I.
How I know he’s mine:
Jane: Cinder? Could you take out the recycling when your game’s over?
Cinder: Is it urgent?
Jane: Well… it’s not urgent right now, but the cupboard’s stuffed full and barely closing, and so next time someone opens it, all the recycling will flow out, screaming, “Freedom! Freedom!” and make a mess on the floor and…
Cinder: So how about, as soon as I hear it screaming, I take it out?
Jane: Ok. Works for me.
Cinder: Just so we understand each other—you’ll scream “Freedom! Freedom!” if you’re the one who opens the cupboard?
Jane: Yes.
Cinder: But you won’t do it on purpose. Only if you actually have to try to stuff something else in there.
Jane: Yes.
Cinder: Ok. Works for me.
II.
How I know she’s mine:
Flora: I can’t believe this. I! Can’t! Believe! This! The only likeable character in the book, and they kill him off—and there’s like a third of the book to go! What the hell? Who does that? What’s wrong with this writer? I am never, ever, EVER reading anything by this jerk again!
Jane: Where are you going?
Flora: I’m going to rewrite this chapter the way it should have been written!
III.
I don’t know where the hell he came from:
Ender: I! Love! Boogers! I! Love! My! Boogers! I! Love! Your! Boogers! I! Love! Everyone’s! Boogers! Sooooooo! Muuuuuuuch!
IV.
How they know they’re mine (even though they’re not):
Flora: He’s so disgusting.
Jane: It could be worse. When Cinder was his age? He used to feed you his boogers.
Flora: Jeezus, Mom, seriously? And you let him? What’s wrong with you?
Cinder: She didn’t let me. I mostly did it when she wasn’t looking. And only if you were awake.
Flora: That’s supposed to make me feel better?
Cinder: Well, at least I never puked on you, Ms Lazy Esophagus!
Flora: I didn’t… Mom? Did I puke on Cinder?
Jane: Yes. Kind of incessantly. Don’t feel bad. It’s very common. And he peed in your ear. So, you know. It all balances out.
Flora: Children are really disgusting. Like, the most disgusting thing ever. And that’s not even counting the bloody birthing part.
Jane: Pretty much.
Flora: But you’re happy you had us?
Jane: There is no meaning or purpose to my life without you.
V.
I’ve read Joan Didion’s Blue Nights last week, and it almost killed me. Listen:
“When we talk about mortality we are talking about our children.
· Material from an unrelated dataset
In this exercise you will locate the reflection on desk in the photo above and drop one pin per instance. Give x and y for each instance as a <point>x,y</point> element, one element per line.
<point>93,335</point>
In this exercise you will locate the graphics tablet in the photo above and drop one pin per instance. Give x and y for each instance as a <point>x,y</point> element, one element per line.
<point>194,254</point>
… Once she was born I was never not afraid.”
…
“A question: if we and our children could in fact see the other clear would the fear go away? Would the fear go away for both of us, or would the fear go away only for me?”
…
““You have your wonderful memories,” people would say later, as if memories were solace. Memories are not. Memories are by definition of times past, things gone. … Memories are what you no longer want to remember.”
…
“I no longer want reminders of what was, what got broken, what got lost, what got wasted.
…
In theory these mementos serve to bring back the moment.
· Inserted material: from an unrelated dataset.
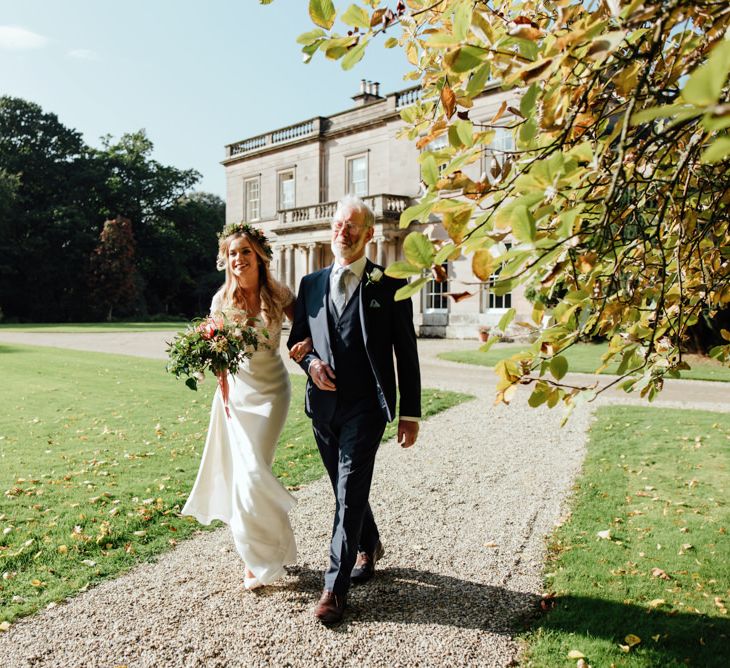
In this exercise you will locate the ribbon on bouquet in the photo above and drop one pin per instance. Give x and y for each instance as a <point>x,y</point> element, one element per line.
<point>223,384</point>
In fact they serve only make clear how inadequately I appreciated the moment when it was here.”
…
“I do not know many people who think they have succeeded as parents. Those who do tend to cite the markers that indicate (their own) status in the world: the Standford degree, the Harvard MBA, the summer with the white-shoed law firm. Those of us less inclined to compliment ourselves on our parenting skills, in other words, most of us, recite rosaries of our failures, our neglects, our derelictions and delinquencies.”
…
“I tell you this true story just to prove that I can.”
I am changed.
VI.
They are loved.
They know they are loved.
Ender: Mooom! Hug! Kiss!
Cinder: Don’t do it, Mom! He was eating boogers!
Ender: I was not! I was only pretending. I was feeding them to Maggie.
Flora: Well, at least it wasn’t me.
Ender: Next time, I will share… My! Boogers! With! Yooooooooouuuuuuu!
Cinder: That’s my little bro! High-five, man!
Flora: Groooooosss! Moooooom!
Love. Disgusting, innit? 😉
xoxo
“Jane”
PS Of course he took out the recycling. Of course.
FROM THE ARCHIVES: There is such a thing as loving nature too much, or, more proof that children are disgusting.
Haha, I love your kids. Smart and creative and funny. Like their mum.
~K.
Love is filthy stuff but somehow we find ourselves going back for seconds, thirds, tenths. They do say that we humans are very closely related to pigs, but then pigs are gloriously fecund creatures that delight in wallowing in muck. I don’t think I could read “Blue Nights”. I think I might never recover.